Question
Unioil produces vegetable based cooking oil and butter spreads. Unioil uses large quantities of crude palm oil (CPO)in its production process as a main raw
Unioil produces vegetable based cooking oil and butter spreads. Unioil uses large quantities of crude palm oil (CPO)in its production process as a main raw material. It is September 2020 now and Unioil estimates a need of 25,000 metric tons (MTs)of CPO in March 2021. Current spot price of CPO is RM2200 per MT. You as the procurement manager of Unioil, have the following alternatives to hedge the possible increase in the CPO price by March 2021:
- The commodities analysist predicts that the CPO will be trading at RM3400 per MT in March 2021
- Forward contracts on CPO for March 2021 delivery is available at RM3600 per MT.
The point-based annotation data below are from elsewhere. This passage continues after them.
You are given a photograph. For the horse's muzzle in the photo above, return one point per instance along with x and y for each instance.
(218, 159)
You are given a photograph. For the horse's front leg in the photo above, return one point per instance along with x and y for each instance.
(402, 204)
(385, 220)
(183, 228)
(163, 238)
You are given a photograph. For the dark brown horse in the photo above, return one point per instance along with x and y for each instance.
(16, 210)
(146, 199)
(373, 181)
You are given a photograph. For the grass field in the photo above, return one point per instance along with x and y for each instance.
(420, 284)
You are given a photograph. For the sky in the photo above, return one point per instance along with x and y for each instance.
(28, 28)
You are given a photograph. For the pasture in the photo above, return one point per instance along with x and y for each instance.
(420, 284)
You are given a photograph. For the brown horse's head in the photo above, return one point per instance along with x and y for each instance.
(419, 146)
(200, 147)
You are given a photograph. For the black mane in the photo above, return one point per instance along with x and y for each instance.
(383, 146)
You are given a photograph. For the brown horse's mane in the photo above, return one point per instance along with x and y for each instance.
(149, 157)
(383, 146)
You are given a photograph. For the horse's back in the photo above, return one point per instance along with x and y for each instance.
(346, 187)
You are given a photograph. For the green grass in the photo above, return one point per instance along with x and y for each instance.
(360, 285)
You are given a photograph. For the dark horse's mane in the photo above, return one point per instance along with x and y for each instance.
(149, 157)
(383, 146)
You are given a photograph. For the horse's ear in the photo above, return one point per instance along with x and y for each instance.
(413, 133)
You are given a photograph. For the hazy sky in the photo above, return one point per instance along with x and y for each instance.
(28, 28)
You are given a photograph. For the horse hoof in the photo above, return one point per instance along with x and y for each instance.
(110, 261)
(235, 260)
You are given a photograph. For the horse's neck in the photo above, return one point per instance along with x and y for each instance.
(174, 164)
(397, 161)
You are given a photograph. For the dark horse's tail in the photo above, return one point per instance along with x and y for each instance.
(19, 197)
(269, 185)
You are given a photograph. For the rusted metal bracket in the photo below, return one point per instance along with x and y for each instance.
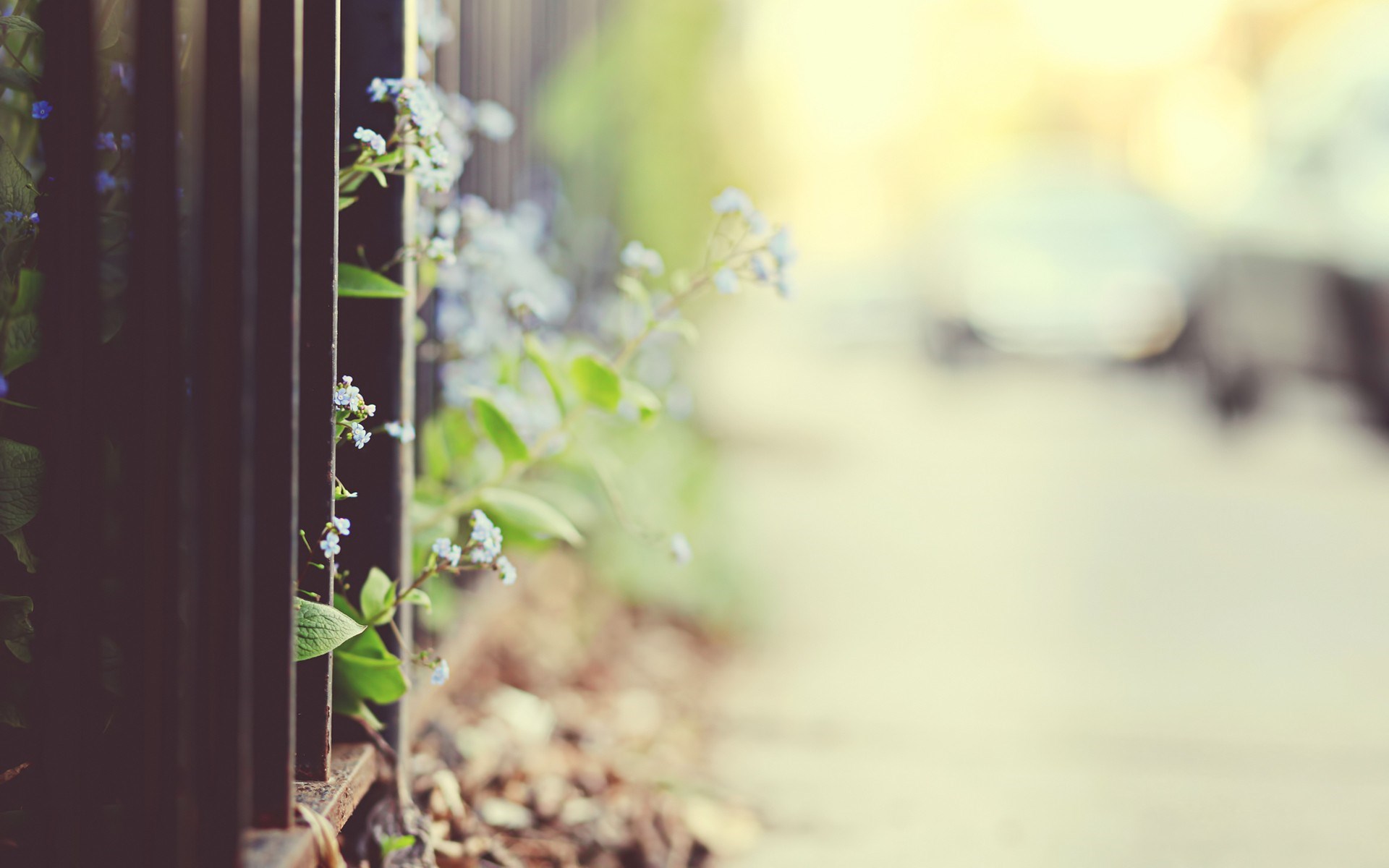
(353, 770)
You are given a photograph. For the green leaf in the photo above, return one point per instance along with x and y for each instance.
(14, 625)
(596, 381)
(501, 431)
(357, 282)
(378, 597)
(18, 24)
(21, 477)
(647, 403)
(16, 182)
(22, 552)
(398, 842)
(363, 667)
(530, 514)
(535, 352)
(110, 20)
(320, 629)
(21, 342)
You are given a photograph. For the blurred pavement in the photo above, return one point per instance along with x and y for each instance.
(1046, 616)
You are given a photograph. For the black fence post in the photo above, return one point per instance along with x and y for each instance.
(277, 546)
(318, 363)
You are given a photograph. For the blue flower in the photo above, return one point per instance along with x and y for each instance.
(485, 545)
(371, 138)
(732, 202)
(441, 674)
(506, 570)
(781, 247)
(640, 256)
(402, 431)
(330, 545)
(681, 549)
(360, 435)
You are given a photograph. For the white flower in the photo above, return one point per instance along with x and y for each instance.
(360, 435)
(371, 138)
(402, 431)
(732, 200)
(493, 122)
(781, 247)
(485, 545)
(441, 250)
(506, 570)
(681, 549)
(330, 543)
(640, 256)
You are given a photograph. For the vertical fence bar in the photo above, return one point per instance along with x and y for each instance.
(276, 552)
(220, 735)
(318, 362)
(66, 646)
(375, 333)
(150, 457)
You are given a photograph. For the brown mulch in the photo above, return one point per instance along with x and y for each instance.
(574, 738)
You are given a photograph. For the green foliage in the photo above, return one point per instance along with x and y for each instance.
(501, 431)
(365, 668)
(540, 360)
(596, 382)
(528, 514)
(320, 628)
(378, 597)
(357, 282)
(21, 478)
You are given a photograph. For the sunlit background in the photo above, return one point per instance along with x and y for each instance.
(1064, 475)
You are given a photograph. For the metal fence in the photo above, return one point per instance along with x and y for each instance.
(185, 451)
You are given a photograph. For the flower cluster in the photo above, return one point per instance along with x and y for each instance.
(350, 412)
(483, 549)
(331, 539)
(765, 260)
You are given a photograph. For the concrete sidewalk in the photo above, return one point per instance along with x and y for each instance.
(1029, 616)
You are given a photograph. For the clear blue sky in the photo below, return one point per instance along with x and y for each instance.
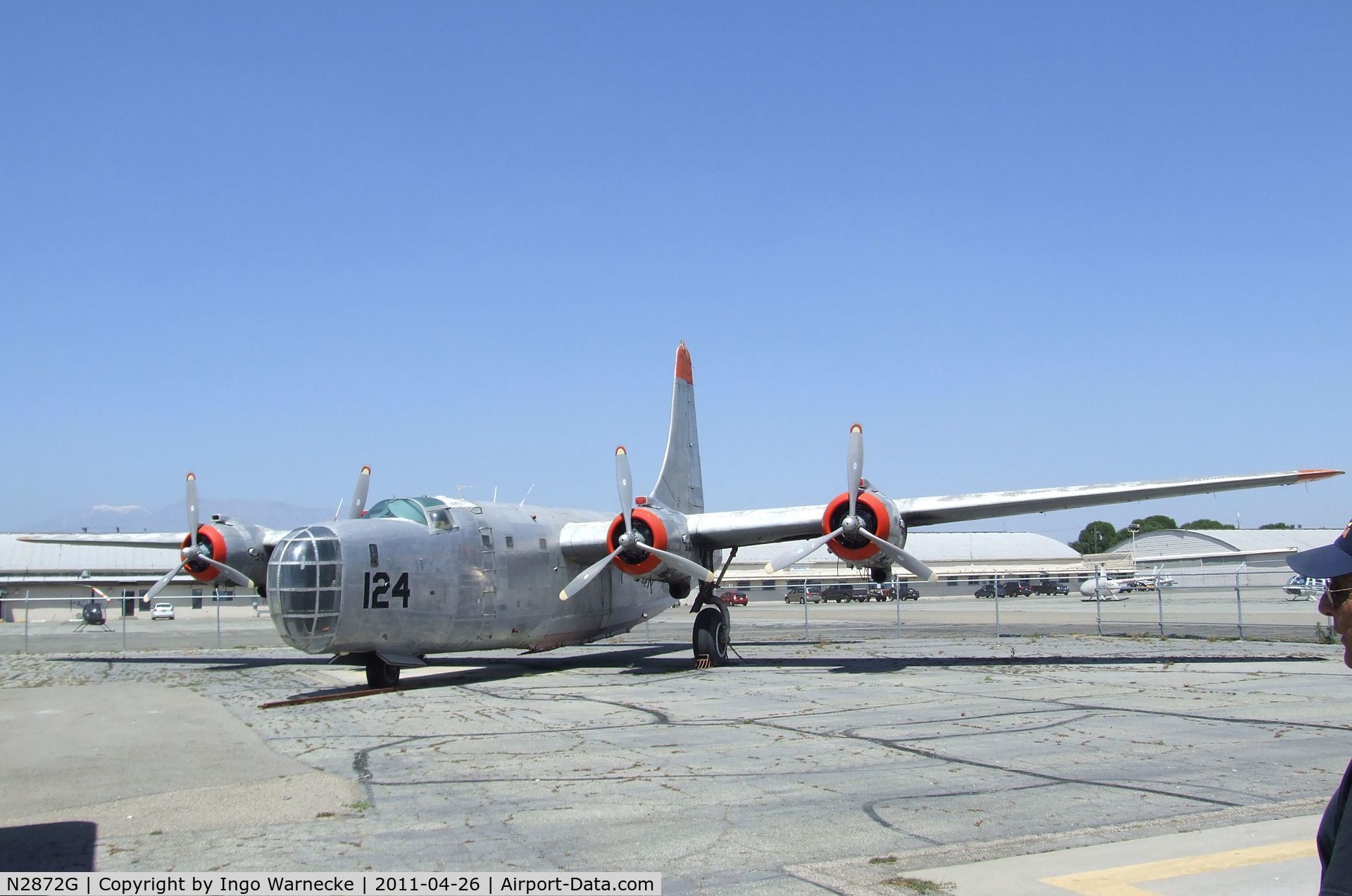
(1025, 244)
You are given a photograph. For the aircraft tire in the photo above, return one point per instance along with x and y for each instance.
(710, 637)
(380, 674)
- March 2021 Futures contract on CPO (FCPO) is available and currently trading at RM2280 per MT. (FCPO has a contract specification of 25 metric tons per contract). What would be your net purchase price in March 2021 if the CPO closing price in March 2021 is RM3500 per MT? Justify whether this is a perfect hedge?
- European Options on March 2021 CPO is available at the following prices:
March 2021 Strike RM/MT | European Call March 2021 | European Put March 2021 |
3300 | 200 | 120 |
3400 | 190 | 140 |
3500 | 180 | 150 |
3600 | 160 | 180 |
3700 | 140 | 200 |
You are required to evaluate each hedge alternative carefully and suggest the best hedge strategy or would you decide to remain unhedged. Your answer should include a careful cost and benefit analysis for each hedge alternative and justify your selection in terms of its certainty and effectiveness.